22 de Agosto de 2006 às 00:00
“De acordo com os relatos das testemunhas, o piloto terá feito um ‘looping’ e por isso entrou na água de frente, o que poderá estar relacionado com a baixa altitude a que foi feito e com o vento”, admitiu a fonte.
Os corpos dos dois tripulantes foram resgatados logo pela manhã. Trata-se, ao que o CM apurou, de Nuno Faria e Hélio – ambos na casa dos 30 anos.
Após o resgate dos corpos, a Polícia procedeu ao reboque da estrutura da aeronave, operação concluída ao fim da tarde. Visivelmente destruída na parte frontal – onde embateu na água – a Polícia Marítima (PM) tomou especiais cuidados ao içá-la do mar, “para que a estrutura, leve, não se separasse”, disse ao CM o comandante da PM de Cascais, Caetano Silveira.
Nuno e Hélio eram amigos. Domingo, às 15h00, deslocaram do Aeroporto de Tires para uns momentos de diversão. Foi a sua última viagem.
Nuno, pai de um rapaz, trabalhava numa empresa de aviação. “Já contava com bastantes horas de voo, tinha bastante experiência”, relatou ao CM um amigo das vítimas. “O Hélio trabalhava na área da distribuição. Eram duas pessoas calmas e ponderadas, que gostavam de aproveitar tudo o que a vida tem de bom, mas sempre sem excessos”, acrescentou. Residentes na linha de Cascais, tinham uma outra paixão em comum: as motas.
Pelo que conhece das vítimas, o amigo não acredita que eles tenham morrido na sequência de uma acrobacia. “O Nuno era uma pessoa muito cuidadosa, tanto no trabalho como na vida. Nunca faria nada que pusesse a vida dele e do Hélio em risco”, diz.
Uma equipa do Gabinete de Prevenção e Investigação de Acidentes com Aeronaves já está a investigar as causas do acidente que vitimou Nuno e Hélio.
O ACONTECIMENTO
- O ultraleve despenhou-se na tarde de domingo, a uma milha a sul da Boca do Inferno, em Cascais, sob o olhar dos frequentadores dos restaurantes.

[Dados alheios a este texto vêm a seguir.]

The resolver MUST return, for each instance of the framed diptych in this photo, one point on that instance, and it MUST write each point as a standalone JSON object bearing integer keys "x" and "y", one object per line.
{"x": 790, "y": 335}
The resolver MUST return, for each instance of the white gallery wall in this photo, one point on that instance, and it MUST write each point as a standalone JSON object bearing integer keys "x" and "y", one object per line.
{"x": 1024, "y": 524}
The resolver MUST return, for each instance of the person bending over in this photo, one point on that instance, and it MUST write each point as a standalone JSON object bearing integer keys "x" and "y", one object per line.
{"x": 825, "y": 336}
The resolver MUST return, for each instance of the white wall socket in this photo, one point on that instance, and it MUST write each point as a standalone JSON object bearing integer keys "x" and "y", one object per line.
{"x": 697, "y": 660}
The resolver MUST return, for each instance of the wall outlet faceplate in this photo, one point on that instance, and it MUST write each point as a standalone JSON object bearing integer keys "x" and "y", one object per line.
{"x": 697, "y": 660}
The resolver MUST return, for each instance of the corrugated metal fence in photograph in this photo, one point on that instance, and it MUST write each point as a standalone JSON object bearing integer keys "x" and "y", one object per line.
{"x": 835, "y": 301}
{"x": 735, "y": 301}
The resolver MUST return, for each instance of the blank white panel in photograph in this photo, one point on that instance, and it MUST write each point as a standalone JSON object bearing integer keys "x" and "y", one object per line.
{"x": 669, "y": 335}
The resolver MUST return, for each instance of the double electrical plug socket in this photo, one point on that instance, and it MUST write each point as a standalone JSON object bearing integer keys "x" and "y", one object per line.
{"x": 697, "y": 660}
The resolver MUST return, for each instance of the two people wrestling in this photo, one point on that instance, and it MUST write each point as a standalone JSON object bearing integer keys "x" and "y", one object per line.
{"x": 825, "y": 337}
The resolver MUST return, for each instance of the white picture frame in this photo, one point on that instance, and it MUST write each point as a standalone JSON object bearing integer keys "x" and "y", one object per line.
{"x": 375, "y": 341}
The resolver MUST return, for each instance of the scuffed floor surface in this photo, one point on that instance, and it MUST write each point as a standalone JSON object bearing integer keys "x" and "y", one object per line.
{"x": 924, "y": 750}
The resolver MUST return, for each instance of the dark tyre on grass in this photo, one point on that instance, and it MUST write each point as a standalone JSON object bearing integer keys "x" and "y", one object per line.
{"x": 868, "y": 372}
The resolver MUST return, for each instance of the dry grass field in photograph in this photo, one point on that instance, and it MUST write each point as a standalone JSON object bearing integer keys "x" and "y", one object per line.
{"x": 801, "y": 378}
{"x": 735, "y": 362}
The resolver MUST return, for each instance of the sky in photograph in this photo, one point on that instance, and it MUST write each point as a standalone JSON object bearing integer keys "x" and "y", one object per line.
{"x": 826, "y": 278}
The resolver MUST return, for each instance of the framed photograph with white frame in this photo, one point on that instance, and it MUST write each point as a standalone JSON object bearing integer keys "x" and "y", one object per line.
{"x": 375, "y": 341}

Um barco particular deslocou-se ao local, mas apenas encontrou uma mancha de combustível na água. Foi alertada a Polícia Marítima.
- O avião foi retirado das águas cerca das 18h15, em muito mau estado. Encontrava-se a 25 metros de profundidade. A operação de resgate foi feita com muita lentidão devido à estrutura frágil do avião. A aeronave foi colocada numa camioneta, que a levou até à baía de Cascais.
- Visivelmente consternados, familiares das vítimas assistem às operações de resgate. A dor pela morte dos jovens era visível no rosto de cada um. O choque maior surgiu quando os corpos foram trazidos para terra. O transporte foi feito pelos Bombeiros Voluntários de Cascais.
REGRAS DE VOO
O ULTRALEVE
O ultraleve pesa cerca de 450 quilos. Voa a baixas altitudes. Atinge uma velocidade cruzeiro aos 220 km/h, mas pode chegar aos 260 km/h. Tem uma autonomia da ordem dos 900 quilómetros. O único senão é o tempo: não pode voar com um céu nublado nem de noite.
ALUGUER
Para alugar um ultraleve o piloto tem de ter habilitação específica - que não está discriminada no brevet. Por norma, o piloto é da confiança da empresa que aluga a aeronave. Mas, se isso não se verificar, terá de fazer um primeiro voo com um instrutor.
LICENÇA
A formação de pilotos de ultraleves é feita por escolas certificadas pelo Instituto Nacional de Aviação Civil e euroclubes. Os candidatos, maiores de idade, devem possuir a escolaridade obrigatória. A licença é atribuída após exame final e, pelo menos, 13 horas de voo.